Dernières nouvelles de Marie Pantalon…

C’est grâce à Monique Fillion que la figure de Marie Pantalon a été sauvée de l’oubli. Au fil d’articles et de conférences, elle retraça l’histoire incroyable de cette Thônaine qui acquit fortune et célébrité en Californie lors de la ruée vers l’or.

Retrouvez ici les derniers éléments recueillis sur son incroyable parcours…

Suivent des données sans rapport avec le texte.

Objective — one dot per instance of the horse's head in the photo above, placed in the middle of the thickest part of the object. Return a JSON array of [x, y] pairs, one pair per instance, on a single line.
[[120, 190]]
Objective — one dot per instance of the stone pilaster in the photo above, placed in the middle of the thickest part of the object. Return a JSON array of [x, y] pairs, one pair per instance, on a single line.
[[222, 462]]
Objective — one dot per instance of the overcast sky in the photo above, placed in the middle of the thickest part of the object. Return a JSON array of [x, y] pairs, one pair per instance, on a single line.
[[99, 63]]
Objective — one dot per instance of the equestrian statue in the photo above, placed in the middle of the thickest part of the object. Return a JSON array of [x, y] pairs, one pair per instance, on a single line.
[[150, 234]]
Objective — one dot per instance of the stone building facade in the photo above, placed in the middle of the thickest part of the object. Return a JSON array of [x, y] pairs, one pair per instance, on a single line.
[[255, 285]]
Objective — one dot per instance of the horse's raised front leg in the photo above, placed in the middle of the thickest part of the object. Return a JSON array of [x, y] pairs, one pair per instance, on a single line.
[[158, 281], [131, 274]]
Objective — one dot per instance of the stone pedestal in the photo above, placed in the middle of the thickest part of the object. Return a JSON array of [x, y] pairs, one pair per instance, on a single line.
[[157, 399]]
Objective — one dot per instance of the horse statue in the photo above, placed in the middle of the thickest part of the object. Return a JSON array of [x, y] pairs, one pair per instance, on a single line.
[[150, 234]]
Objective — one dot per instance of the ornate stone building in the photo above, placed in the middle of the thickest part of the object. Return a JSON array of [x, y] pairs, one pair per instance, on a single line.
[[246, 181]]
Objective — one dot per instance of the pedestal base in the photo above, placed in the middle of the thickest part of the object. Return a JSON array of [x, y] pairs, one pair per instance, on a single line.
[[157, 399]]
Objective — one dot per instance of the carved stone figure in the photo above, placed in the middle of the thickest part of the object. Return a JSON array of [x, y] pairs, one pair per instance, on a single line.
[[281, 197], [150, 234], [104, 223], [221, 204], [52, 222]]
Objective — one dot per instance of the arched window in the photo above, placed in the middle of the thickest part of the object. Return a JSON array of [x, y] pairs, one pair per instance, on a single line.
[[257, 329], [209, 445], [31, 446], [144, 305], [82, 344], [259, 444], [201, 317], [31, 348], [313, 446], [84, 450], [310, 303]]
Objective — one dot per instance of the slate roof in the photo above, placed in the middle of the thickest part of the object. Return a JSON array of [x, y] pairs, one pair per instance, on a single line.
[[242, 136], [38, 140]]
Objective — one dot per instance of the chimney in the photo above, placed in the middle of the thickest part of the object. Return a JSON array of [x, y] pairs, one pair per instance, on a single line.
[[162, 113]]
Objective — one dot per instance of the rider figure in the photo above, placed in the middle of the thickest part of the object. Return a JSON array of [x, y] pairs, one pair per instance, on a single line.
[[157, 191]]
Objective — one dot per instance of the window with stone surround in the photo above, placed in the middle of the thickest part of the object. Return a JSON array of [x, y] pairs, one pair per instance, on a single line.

Partie du Havre pour San Francisco

Des recherches ont été entreprises auprès des archives de Seine-Maritime pour retrouver le passage de Marie Suize vers la Californie et les conditions de son voyage. Ainsi qu’elle l’affirmait à des journalistes du Nevada à la fin de sa vie (1892),  elle a bien voyagé comme un homme depuis Le Havre jusqu’à San Francisco. Elle est enregistrée comme « voyageur de commerce » sur le livre de bord du Ferrière, un navire tout juste mis à la mer. Quand elle arrive à San Francisco, Cap Horn doublé dans le mauvais sens, elle est la 11ème « Française » [au sens de francophone puisqu’elle est savoyarde et ressortissante du Royaume de Piémont-Sardaigne] à débarquer dans cette ville (1).

Extrait de la liste des passagers du Ferrière en juin 1850

Un témoignage précieux est donné par une lettre de Maurice Lacombe, de Scionzier (Haute-Savoie), à sa famille, en 1891 :

De ce moment, je travaillais avec une demoiselle de Tône qui m’a raconté l’histoire de Gimet de Reposoir et de Jakard de Châtillon. C’est elle qui la donné l’argent pour le voyage. En 1850, elle s’est fait couper les cheveux, acheté des bottes, elle c’est habillé en homme et a partit a la recherche de l’or.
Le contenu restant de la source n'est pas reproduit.